Baryshnikov’s body is alert like a cat’s, whose process of hearing “involves every cell in the body,” as Peter Brook states (47). The bodies of spectators are equally alert because in the non-hierarchical world of the fugue, Wilson asks the audience “to create a story of themselves” (“Mikhail Baryshnikov Letter to a Man” 00:24:52). I sang an answer to Wilson’s subject in Paris. I now sing another answer by creating a story of myself, the story of the agency of the hearing body, on stage and in the stalls, by writing this essay. According to Manfred Bukatzer (qtd. in Mann 7), fugue is “neither a form nor a texture, but a contrapuntal procedure”; like the process of hearing. In this essay-fugue I explore the process of hearing as a hearing body that hears and sings the world.

What Is It?

“Singing the world” is a way that phenomenologist Maurice Merleau-Ponty refers to the function of language, which consists of “words, vowels and phonemes” (Merleau-Ponty, Phenomenology 193), pointing to an “intimacy of language and music” and “the incarnation of meaning in sound” (Ihde 154). This language sings Merleau-Ponty’s ontology of being-in-the-world/être au monde (Merleau-Ponty, Phenomenology lxxvii), according to which the world is not a container and the body is not a contained object, but the world solicits the embodied subjects, who respond and solicit the world back. Being-in-the-world involves perception and response; the world sings a subject and the body sings an answer; the body is an agent in-the-world (Merleau-Ponty, Phenomenology 137–39). The French preposition au indicates situatedness within as well as movement towards the world (Merleau-Ponty, Phenomenology xlix).

Thus, the agency of the body in-the-world is exerted through movement. In the case of the fugue of the world, the agent in-the-world is a hearing body that “copes” with the world (Dreyfus and Wrathall 3) by hearing and moving towards and away from voices. Nijinsky is not God, Baryshnikov’s hearing body cannot have the God-eye view upon the world. Since it is situated within the fugue of the world, it can only have a perspectival view. This situatedness, according to Merleau-Ponty, allows only a certain degree of freedom (Merleau-Ponty, Phenomenology 467). This restriction makes the hearing body a point-of-view from within the world. It is not overwhelmed by the world, though, because it can sing along, thanks to movement. It cannot become the dominant voice in-the-world, either, because, as in a polyphonic composition, in this fugue of the world there is no hierarchy among voices, but they all contribute to the music according to their situatedness that defines their point of view; the restriction of freedom is the condition for music to be played and heard.
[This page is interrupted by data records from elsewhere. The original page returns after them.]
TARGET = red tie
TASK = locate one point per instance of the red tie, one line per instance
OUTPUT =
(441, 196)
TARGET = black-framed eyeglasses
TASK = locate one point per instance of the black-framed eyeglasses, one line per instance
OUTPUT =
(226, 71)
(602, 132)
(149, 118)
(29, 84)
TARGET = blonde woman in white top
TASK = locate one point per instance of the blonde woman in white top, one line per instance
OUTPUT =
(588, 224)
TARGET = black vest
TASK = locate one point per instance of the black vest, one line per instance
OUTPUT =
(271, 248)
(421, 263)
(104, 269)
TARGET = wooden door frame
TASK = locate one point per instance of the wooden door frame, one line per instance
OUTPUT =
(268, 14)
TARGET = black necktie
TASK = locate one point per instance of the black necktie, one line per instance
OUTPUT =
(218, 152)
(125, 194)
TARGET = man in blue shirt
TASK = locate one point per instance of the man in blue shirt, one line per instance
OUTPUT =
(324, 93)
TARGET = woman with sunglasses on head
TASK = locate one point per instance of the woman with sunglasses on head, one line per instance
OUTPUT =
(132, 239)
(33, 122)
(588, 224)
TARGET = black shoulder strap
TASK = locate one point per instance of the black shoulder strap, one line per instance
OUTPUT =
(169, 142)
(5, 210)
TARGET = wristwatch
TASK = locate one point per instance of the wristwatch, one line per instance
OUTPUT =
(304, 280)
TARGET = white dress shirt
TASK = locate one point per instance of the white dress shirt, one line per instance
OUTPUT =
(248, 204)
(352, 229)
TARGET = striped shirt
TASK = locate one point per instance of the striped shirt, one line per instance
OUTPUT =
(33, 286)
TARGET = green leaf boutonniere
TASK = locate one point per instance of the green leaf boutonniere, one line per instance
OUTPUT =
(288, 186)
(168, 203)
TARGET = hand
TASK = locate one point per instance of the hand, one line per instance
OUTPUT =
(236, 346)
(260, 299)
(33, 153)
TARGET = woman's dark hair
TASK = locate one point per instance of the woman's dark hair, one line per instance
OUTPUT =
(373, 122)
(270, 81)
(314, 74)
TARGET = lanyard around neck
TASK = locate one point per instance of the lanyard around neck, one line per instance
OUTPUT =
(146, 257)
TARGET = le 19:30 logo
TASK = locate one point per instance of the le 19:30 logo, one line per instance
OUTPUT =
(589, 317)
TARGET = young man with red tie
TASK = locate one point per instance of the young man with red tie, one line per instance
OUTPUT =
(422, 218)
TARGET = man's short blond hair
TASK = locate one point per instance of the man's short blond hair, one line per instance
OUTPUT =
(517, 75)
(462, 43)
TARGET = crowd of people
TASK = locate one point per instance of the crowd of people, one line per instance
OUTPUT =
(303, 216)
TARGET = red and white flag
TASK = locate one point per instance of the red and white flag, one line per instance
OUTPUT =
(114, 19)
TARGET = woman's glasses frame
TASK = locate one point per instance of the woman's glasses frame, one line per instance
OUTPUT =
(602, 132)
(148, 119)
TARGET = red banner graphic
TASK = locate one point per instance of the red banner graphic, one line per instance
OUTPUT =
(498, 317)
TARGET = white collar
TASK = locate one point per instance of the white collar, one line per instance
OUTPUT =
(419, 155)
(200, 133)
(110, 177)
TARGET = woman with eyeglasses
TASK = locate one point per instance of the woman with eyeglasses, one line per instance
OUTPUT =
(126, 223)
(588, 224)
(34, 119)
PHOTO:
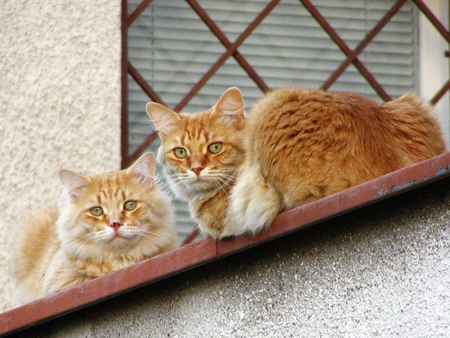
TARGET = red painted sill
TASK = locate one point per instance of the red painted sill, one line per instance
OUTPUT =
(207, 250)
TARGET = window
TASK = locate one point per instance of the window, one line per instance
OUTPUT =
(172, 48)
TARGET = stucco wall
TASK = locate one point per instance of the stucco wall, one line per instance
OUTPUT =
(59, 100)
(382, 271)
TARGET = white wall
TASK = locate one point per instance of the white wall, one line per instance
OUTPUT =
(59, 101)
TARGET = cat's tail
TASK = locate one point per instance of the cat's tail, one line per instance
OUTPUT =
(253, 203)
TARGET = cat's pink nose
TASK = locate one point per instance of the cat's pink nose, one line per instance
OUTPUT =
(197, 170)
(115, 226)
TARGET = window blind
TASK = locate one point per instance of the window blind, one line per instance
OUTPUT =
(172, 49)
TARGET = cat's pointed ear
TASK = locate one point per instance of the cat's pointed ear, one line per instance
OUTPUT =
(163, 118)
(230, 108)
(74, 183)
(144, 169)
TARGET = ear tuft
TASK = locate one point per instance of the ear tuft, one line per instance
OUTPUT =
(230, 108)
(163, 118)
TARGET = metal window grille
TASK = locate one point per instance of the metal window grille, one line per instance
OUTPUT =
(236, 51)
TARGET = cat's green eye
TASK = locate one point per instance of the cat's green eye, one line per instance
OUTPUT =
(130, 205)
(96, 211)
(214, 148)
(180, 152)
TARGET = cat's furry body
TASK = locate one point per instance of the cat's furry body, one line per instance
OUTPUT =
(304, 144)
(57, 250)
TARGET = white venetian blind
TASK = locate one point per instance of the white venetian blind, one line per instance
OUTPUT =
(172, 49)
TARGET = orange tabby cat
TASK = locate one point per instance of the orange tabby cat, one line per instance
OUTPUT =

Dualistic notions about body and world are further challenged by Merleau-Ponty’s notion of the flesh of the world (Merleau-Ponty and Lefort 147) that is based on a reversible relation between body and world. Reversibility is key as it allows the intertwining of the sensing and the sensed, the seeing and the seen, the touching and the touched; the image of hands touching each other, where both are touching and are being touched, defines this reversibility. The body is open to the world, and it envelops it with its gaze, while it is simultaneously a body of the world, as it is enveloped by it (Merleau-Ponty andLefort131, 268). The movement of being-in-the world becomes in late ontology a movement of embrace, based on the basic reversibility between vision and touch. The body is the place of this fold, the site where this reversibility takes place. It does not have full control because of its situated freedom, but it can make sense of the world by organizing reversible relations.
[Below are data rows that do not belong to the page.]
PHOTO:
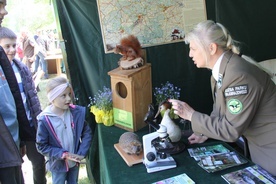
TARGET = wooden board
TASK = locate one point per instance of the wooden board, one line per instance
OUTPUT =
(129, 159)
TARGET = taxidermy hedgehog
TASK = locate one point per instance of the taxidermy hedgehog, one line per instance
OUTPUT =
(130, 143)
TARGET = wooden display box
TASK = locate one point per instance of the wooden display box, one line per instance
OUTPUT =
(131, 95)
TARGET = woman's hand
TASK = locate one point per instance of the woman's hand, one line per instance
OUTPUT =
(193, 139)
(182, 109)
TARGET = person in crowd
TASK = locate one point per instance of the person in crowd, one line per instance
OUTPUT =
(244, 95)
(19, 49)
(11, 119)
(63, 136)
(28, 45)
(30, 101)
(41, 53)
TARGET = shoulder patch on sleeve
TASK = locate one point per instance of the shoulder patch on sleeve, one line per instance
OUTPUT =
(234, 106)
(236, 90)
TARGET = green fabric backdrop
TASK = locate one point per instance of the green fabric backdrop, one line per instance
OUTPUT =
(250, 21)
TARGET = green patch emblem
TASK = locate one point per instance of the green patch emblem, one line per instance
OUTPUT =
(234, 106)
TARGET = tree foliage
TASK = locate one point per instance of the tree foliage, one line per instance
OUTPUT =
(32, 14)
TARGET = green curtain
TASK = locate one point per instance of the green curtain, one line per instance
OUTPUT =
(250, 21)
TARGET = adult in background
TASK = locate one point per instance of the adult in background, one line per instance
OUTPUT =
(28, 45)
(244, 95)
(11, 118)
(30, 101)
(41, 53)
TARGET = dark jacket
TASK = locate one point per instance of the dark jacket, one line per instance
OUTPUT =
(31, 95)
(10, 156)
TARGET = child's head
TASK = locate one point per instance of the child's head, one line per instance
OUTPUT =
(59, 92)
(8, 42)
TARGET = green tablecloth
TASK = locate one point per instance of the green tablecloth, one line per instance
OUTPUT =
(113, 168)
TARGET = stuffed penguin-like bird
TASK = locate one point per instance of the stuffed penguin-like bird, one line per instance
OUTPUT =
(172, 129)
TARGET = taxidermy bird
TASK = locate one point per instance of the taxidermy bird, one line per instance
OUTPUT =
(172, 129)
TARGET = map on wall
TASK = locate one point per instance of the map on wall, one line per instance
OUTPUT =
(153, 22)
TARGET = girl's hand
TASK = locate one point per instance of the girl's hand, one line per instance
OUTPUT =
(182, 109)
(193, 139)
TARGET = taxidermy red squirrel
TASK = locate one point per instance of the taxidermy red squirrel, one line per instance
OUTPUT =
(131, 51)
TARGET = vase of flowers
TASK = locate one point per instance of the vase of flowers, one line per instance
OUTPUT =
(167, 91)
(102, 107)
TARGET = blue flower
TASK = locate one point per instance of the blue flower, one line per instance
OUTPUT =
(102, 100)
(166, 91)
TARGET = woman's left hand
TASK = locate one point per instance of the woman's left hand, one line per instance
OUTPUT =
(182, 109)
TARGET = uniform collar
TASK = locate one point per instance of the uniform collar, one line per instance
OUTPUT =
(215, 71)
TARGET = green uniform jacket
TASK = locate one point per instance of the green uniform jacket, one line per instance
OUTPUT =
(244, 104)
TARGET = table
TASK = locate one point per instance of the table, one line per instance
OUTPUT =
(54, 63)
(114, 170)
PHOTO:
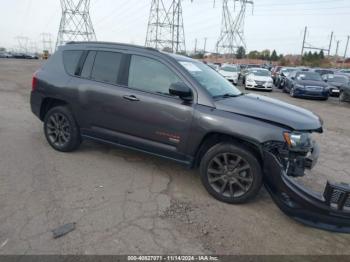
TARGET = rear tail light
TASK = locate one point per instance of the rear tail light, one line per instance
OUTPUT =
(34, 82)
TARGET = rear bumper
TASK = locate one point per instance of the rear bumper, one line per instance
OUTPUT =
(329, 211)
(35, 103)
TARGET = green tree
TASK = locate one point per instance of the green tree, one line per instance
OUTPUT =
(240, 52)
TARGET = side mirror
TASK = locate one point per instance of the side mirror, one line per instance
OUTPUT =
(181, 90)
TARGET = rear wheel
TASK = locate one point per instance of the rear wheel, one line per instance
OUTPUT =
(230, 173)
(61, 130)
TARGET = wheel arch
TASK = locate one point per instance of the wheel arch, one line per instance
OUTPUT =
(48, 103)
(213, 138)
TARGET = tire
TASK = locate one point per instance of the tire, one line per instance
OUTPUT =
(61, 130)
(238, 177)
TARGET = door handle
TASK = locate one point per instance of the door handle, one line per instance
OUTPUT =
(131, 98)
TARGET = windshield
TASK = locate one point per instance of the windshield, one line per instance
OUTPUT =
(259, 72)
(210, 80)
(309, 76)
(338, 79)
(229, 68)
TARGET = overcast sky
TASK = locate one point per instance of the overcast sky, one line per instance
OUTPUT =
(274, 24)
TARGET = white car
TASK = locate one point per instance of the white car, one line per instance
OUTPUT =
(259, 78)
(230, 72)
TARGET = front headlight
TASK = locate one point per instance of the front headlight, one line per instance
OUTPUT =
(298, 141)
(300, 86)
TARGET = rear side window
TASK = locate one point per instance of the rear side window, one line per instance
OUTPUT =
(106, 67)
(89, 62)
(150, 75)
(71, 59)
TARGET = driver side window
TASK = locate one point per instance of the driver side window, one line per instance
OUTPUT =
(149, 75)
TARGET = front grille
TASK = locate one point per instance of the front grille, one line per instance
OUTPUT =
(337, 196)
(314, 88)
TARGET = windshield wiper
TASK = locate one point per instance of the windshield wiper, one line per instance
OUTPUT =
(228, 95)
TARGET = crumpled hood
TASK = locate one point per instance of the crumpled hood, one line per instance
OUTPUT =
(311, 83)
(259, 78)
(228, 74)
(271, 110)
The ontology of Merleau-Ponty has the point of view of visual perception, since his examples come mainly from seeing and vision, although his book Phenomenology of Perception is not restricted to visual perception. Merleau-Ponty claims that the body “is not a sum of juxtaposed organs, but a synergic system of which all of the functions are taken up and tied together in the general movement of being-in-the-world” (Merleau-Ponty, Phenomenology 243). Letter to a Man has the point of view of aural perception. How can dualistic notions about body and world be challenged further, and how is the agency of the body in-the-world modified, when the sensing/sensed reversibility is neither seeing/seen nor touching/touched, but hearing/heard? This essay explores these ontological questions through a fugue for two voices: Wilson’s and Baryshnikov’s Letter to a Man and Merleau-Ponty’s ontology. My hearing body organizes these voices into the fugue and, as a result, it modifies them. Thus, one voice is my experience from Letter to a Man and the other voice is my reading of Merleau-Ponty; I have chosen to situate my freedom as a writer in-the-world of these two voices.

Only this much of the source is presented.